She had used nostalgia on clients often enough to know she shouldn’t trust it as a state of mind. But standing on the Suddreths’ patio where she had spent many evenings as a teenager with Betsy, talking about boys, melting candles on old wine bottles for their junior-senior prom, A Night in Paris, planning Betsy’s wedding, Cheryl felt her skin flushing with nostalgia. Despite how unsettled the appearance of that table should have made her, and it had for about an hour, what Cheryl now felt was the strongest and clearest sense of connection with herself that she had ever felt. The first twenty years of her life were as idealized as a Kinkade painting. Oh, she knew her childhood had disappointments, but nothing that she remembered. She’d had upset stomachs and skinned knees, but all she remembered about chicken pox and mumps was how well her mother and father had taken care of her. Illness had been a cozy experience when she was growing up. Idealized didn’t mean it was perfect. She needed to check on the status of her old home.
She even recalled Knox’s oddness with tenderness now. At one point in high school, Cheryl had thought about hooking him up with Nadine. Then she’d decided that Nadine wouldn’t appreciate Knox’s goofiness, although he had gotten seriously involved with student government, he still read comic books like he was ten. And when Cheryl thought about how he might want to bring his trumpet along on a date, she was surprised that she’d even considered suggesting that he give Nadine a call. Certainly, Nadine had been smart enough to date any guy in school, but Knox was even less Nadine’s type than he had been Cheryl’s type, and she’d known him since the first grade. He was the first boy she’d kissed, though.
As a rule, Cheryl liked to keep within hearing distance of her clients, but she felt disconnected from the Dulas. “Why don’t you inspect the rest of the house without me looking over your shoulders?” Cheryl sat on the stone wall that enclosed part of the patio and served as a long bench during parties. “I have such fond memories of this house that I’ll probably just distract you.”
“If it means so much to you, I’m surprised you haven’t bought it.” Theresa touched Cheryl’s shoulder as she passed by.
“It would always be Betsy Suddreth’s house no matter how long I lived in it.” Cheryl shook her head. “Besides, my husband and I built our mid-life crisis home down on the lake.”
“That sounds nice.” Theresa noticed that her husband was waiting for her just inside the den.
“It’s nice, but not as pretty as this.” Cheryl motioned toward the back yard. “And not as convenient. I can see you and your daughter on a warm spring morning walking to school together.”
For a moment, Theresa turned away from her husband to stare intently into Cheryl’s eyes. “I thought of that as soon as we pulled into the driveway.”

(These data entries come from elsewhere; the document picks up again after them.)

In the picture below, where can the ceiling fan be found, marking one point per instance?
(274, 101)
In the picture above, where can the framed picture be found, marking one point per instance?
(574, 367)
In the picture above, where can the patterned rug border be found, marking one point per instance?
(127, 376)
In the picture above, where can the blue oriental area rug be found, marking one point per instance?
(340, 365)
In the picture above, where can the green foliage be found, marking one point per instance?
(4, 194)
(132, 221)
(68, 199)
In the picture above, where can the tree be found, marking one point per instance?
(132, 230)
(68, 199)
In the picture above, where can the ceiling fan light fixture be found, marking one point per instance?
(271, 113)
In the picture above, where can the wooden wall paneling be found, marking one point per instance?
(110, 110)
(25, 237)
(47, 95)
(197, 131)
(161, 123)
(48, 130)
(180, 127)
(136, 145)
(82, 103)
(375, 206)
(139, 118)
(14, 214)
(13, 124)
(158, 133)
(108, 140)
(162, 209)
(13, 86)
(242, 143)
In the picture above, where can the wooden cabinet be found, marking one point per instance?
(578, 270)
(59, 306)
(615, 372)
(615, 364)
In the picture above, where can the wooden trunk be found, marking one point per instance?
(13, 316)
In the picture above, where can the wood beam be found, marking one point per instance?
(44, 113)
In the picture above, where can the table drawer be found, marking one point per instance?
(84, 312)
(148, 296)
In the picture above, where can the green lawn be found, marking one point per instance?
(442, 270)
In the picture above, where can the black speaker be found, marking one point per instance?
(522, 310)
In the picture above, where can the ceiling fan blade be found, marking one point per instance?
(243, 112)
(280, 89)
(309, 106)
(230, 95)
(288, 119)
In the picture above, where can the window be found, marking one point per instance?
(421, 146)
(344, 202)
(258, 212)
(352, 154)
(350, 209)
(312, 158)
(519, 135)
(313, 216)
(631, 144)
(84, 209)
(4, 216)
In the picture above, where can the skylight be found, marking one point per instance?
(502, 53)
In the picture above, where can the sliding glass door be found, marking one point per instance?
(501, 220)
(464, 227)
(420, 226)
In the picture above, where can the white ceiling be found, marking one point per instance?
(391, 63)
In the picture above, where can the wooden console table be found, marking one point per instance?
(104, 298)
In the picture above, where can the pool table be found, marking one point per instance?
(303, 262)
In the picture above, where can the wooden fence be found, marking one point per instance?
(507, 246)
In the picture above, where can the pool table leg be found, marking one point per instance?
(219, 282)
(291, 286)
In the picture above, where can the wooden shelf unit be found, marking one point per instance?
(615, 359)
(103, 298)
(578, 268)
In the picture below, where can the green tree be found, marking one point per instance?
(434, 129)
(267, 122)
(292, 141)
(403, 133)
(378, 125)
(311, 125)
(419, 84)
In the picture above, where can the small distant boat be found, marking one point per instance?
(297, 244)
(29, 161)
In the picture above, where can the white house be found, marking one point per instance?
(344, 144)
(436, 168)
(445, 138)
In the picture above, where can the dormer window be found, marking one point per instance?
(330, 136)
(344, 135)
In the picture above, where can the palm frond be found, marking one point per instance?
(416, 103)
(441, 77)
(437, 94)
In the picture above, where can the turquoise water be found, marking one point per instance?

“It’s something she’ll remember her whole life.” Cheryl returned Theresa’s gaze. Unexpectedly, she felt her eyes filling with moisture. If she didn’t feel so mellow, she would be worried about herself. “If you’ve seen behind the school, they have a wonderful playground. Better equipped than any of the three parks around town. You and your husband can bring your daughter over in the evenings when he gets home from work.”
“Or the two of them can walk over if I’m busy.” Theresa waved at her husband and nodded. “I’d better get back to business.”
“Now he reminds me of my husband.” Cheryl gave Theresa a small push in Carl’s direction.
Actually, Carl reminded her a great deal of Troy. He wasn’t an engineer like Carl, but Troy was practical. As far as Cheryl was concerned, being practical defined maturity. She wasn’t sure when she had started looking for maturity in boys, but the search went back at least as far as when she felt profoundly disappointed in Knox when he brought home his trumpet. Luckily, several years would pass before Cheryl started feeling a serious need to find a boyfriend. In high school, she made a point out of dating only boys who had some kind of job and their own car.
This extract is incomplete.